A decisão do Tribunal Regional do Trabalho da 12ª Região, que já havia condenado a empresa a pagar indenização por danos morais coletivos, cita uma “legião de trabalhadores afastados”, parte deles em “situação irreversível de incapacidade laboral, não tendo a empresa implementado qualquer medida preventiva a mudar este quadro”.
Segundo o TRT, “restou sobejamente comprovada nos autos a conduta reprovável da ré que, ao longo de muitos anos, precariza o meio ambiente de trabalho e omite-se em adotar as normas de proteção à saúde dos trabalhadores, obtendo considerável vantagem financeira em decorrência de suas condutas, que poderiam até mesmo dar ensejo ao denominado dumping social”.
De acordo com o Ministério Público do Trabalho, a ação (ACP 0183900-16-2007-5-12-0055) teve início quando trabalhadoras do frigorífico, não mais suportando o frio, buscaram se aquecer fora do posto de trabalho.

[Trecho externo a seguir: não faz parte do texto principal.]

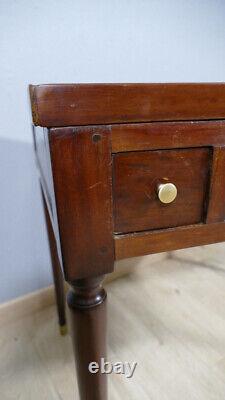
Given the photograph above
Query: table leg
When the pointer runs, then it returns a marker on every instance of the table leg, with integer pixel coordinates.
(57, 272)
(87, 304)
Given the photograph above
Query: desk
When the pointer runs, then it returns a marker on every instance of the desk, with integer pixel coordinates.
(125, 170)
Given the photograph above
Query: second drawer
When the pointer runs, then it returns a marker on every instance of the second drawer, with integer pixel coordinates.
(137, 177)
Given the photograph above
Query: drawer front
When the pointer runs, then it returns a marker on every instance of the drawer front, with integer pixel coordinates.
(137, 177)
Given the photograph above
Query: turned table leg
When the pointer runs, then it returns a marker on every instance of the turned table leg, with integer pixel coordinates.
(57, 272)
(87, 304)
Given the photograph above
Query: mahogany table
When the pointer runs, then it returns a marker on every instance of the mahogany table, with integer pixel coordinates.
(125, 170)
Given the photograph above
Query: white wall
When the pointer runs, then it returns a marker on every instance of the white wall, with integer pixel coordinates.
(83, 41)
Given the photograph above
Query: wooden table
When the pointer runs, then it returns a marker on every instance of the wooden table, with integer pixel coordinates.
(125, 170)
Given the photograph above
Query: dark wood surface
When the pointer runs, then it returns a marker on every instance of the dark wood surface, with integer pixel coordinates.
(81, 165)
(136, 177)
(216, 209)
(56, 268)
(87, 304)
(153, 132)
(143, 243)
(88, 104)
(165, 135)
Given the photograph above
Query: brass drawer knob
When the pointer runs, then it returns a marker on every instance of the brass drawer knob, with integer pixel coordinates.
(167, 192)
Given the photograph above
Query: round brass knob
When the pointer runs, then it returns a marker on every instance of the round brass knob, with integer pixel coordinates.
(167, 192)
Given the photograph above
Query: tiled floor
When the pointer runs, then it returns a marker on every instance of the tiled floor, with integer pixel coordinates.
(169, 316)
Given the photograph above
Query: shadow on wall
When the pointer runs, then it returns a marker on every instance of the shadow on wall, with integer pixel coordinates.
(25, 263)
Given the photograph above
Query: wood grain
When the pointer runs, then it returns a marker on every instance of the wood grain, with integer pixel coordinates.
(165, 135)
(137, 244)
(136, 177)
(81, 164)
(87, 104)
(216, 209)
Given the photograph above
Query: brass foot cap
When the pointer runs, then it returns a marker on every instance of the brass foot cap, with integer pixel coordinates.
(63, 330)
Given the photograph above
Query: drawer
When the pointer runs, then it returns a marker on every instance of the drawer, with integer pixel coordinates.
(137, 177)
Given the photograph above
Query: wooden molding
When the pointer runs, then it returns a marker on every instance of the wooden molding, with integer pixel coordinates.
(90, 104)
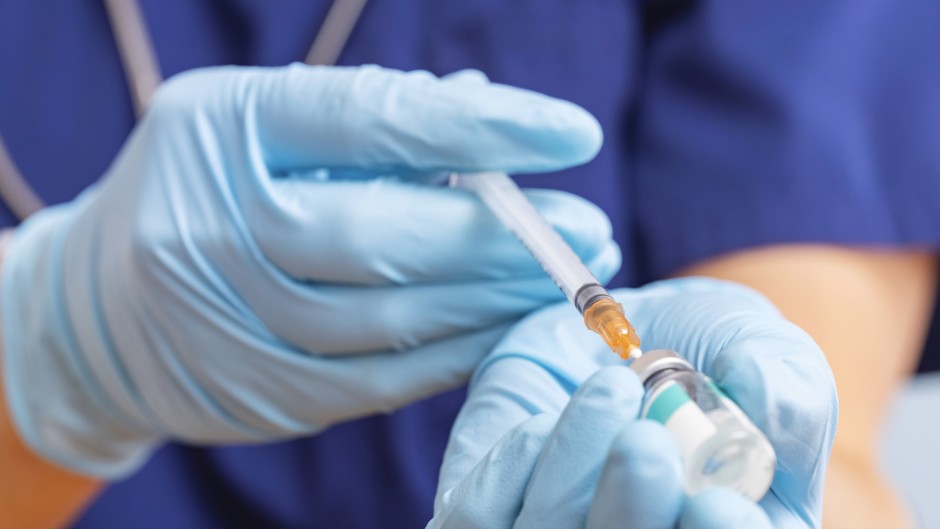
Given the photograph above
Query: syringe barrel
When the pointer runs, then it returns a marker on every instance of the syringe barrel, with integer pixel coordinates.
(514, 210)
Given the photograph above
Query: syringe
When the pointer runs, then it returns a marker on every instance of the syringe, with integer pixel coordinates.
(602, 314)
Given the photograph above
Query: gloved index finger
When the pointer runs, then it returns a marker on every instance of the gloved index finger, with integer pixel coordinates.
(534, 370)
(377, 118)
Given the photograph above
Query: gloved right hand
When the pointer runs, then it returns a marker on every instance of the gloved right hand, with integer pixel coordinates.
(550, 434)
(242, 274)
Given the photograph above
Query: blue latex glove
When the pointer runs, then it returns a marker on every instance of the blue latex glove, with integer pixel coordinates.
(536, 446)
(240, 274)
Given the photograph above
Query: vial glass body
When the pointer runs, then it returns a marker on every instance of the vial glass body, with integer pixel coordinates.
(720, 446)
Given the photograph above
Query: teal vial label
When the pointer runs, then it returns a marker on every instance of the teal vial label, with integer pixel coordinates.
(672, 407)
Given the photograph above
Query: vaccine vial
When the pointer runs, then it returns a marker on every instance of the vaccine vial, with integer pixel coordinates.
(720, 446)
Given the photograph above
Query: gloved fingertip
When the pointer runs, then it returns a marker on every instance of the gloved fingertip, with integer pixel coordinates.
(641, 480)
(617, 385)
(722, 508)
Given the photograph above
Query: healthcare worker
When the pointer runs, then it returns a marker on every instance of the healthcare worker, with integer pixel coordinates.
(212, 286)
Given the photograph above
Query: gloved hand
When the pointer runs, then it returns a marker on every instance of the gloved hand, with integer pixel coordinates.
(537, 446)
(241, 274)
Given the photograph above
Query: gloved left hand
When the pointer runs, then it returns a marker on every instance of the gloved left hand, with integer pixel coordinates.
(549, 435)
(242, 273)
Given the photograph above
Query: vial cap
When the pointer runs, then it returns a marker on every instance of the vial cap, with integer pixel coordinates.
(655, 361)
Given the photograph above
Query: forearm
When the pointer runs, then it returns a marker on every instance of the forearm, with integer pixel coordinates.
(35, 494)
(869, 311)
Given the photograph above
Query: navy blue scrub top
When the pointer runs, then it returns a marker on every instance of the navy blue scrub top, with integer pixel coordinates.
(737, 123)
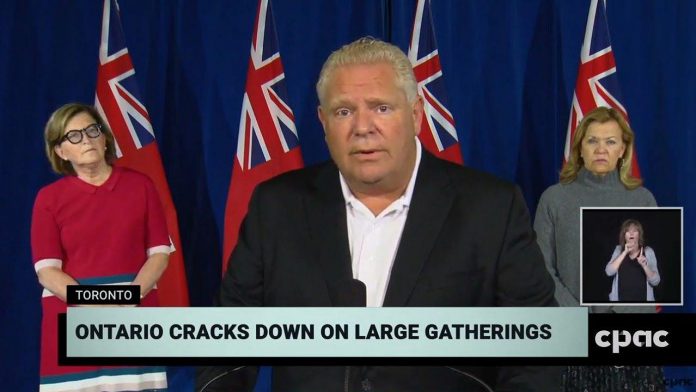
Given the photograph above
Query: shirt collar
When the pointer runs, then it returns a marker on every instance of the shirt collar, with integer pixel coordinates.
(109, 184)
(404, 200)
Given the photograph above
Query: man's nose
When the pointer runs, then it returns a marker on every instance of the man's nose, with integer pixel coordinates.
(364, 123)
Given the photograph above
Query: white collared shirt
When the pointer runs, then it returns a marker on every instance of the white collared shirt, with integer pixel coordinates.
(373, 240)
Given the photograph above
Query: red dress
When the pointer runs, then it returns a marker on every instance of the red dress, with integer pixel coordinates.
(97, 235)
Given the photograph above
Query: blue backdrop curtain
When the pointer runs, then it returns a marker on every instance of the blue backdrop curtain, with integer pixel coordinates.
(510, 69)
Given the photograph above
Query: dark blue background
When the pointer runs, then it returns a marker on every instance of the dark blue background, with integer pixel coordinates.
(510, 69)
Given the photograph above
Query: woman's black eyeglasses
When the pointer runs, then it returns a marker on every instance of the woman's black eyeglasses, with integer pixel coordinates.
(92, 131)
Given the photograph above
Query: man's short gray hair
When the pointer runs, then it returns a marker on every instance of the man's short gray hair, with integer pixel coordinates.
(368, 50)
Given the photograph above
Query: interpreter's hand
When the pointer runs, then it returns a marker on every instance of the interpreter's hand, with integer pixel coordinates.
(642, 260)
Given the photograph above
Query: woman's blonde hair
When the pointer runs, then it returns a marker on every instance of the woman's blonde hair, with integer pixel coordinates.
(55, 128)
(624, 228)
(602, 115)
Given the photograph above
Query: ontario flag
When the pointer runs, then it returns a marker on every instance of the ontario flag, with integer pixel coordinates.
(267, 144)
(438, 134)
(118, 101)
(597, 83)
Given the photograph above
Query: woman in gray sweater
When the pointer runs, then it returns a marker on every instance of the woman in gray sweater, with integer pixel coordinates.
(597, 174)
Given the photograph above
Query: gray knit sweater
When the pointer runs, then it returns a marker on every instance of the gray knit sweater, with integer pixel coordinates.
(557, 224)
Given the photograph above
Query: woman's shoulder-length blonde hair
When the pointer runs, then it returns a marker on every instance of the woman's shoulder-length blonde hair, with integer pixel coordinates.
(55, 128)
(601, 115)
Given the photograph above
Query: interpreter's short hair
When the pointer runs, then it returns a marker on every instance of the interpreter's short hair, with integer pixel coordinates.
(624, 228)
(575, 162)
(368, 50)
(55, 129)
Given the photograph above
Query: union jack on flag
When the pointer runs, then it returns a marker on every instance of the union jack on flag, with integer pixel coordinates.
(267, 144)
(597, 83)
(438, 134)
(118, 101)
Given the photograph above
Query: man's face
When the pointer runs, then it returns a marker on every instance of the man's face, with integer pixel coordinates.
(370, 127)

A empresa teria demitido esse grupo por justa causa. A situação foi denunciada ao MPT que com o apoio do sindicato, iniciou uma investigação.
Na ação movida pelo MPT, constam os seguintes depoimentos de trabalhadores:
“…eles deveriam melhorar a temperatura, que está frio demais. Não é fácil para aguentar na sala de corte…”
“…aqui é frigorífico, mais nós não somos pinguins, pode botar três meias, mais o pé continua congelado e as mãos estão ficam dormente que não sente os dedos”
“…está muito frio, está um inferno…”
“Temos que reduzir o ritmo de trabalho, por que nós não somos robô, somos seres humanos.”
“…estou abaixo de remédio, já estou dopada de tanto tomar remédio para a dor, me ajudem”
“Estamos sendo torturados dentro da empresa….”
“…se você se sentir mal vai na enfermaria não tem médico tem que trabalhar doente, atestado de outro médico não aceita, é uma vergonha, se morrer trabalhando eles vão dizer que é psicológico também, só para não pagar os direitos para família.”
Inicialmente, a sentença da 4ª Vara do Trabalho de Criciúma condenou a empresa a indenização por danos morais coletivos no valor de R$ 14,6 milhões, valor aumentado pelo TRT da 12ª Região (Santa Catarina) para R$ 25 milhões. O Tribunal Superior do Trabalho reduziu a indenização para R$ 10 milhões, mantendo as obrigações sob pena de multa de R$ 100 mil reais por infração.
“A decisão é um precedente importantíssimo do ponto de vista da defesa dos interesses difusos e coletivos, em nome da saúde e segurança dos trabalhadores da agroindústria. E demonstra a preocupação do Poder Judiciário trabalhista com as conhecidas más condições a que estão submetidos os empregados de frigoríficos”, afirma o procurador do trabalho Jean Voltolini, que ajuizou originalmente a ação.
“Apesar de ser uma conquista a decisão, a condenação pelo dano moral coletivo deveria ter sido muito maior no intuito de ter um caráter pedagógico eficaz”, completa Jean.
Para os procuradores do trabalho, Sandro Sardá e Heiler Natali, coordenadores nacionais do projeto do MPT de adequação das condições de trabalho em frigoríficos, a decisão da 3ª Turma do TST mostra que o judiciário trabalhista está atento e coibirá a violação aos direitos fundamentais dos trabalho.
Para Sandro, “apesar da indenização por danos morais coletivos ter sido reduzida, o valor é bastante expressivo e denota a aplicação da teoria dos danos punitivos quando constatados a violação da saúde e dignidade dos trabalhadores”. Ressalta que a empresa foi adquirida pela JBS, maior empresa global no setor de processamento de proteína animal, com mais de 200 mil empregados em todo o mundo e lucro líquido de R$ 1,1 bilhão no terceiro trimestre deste ano.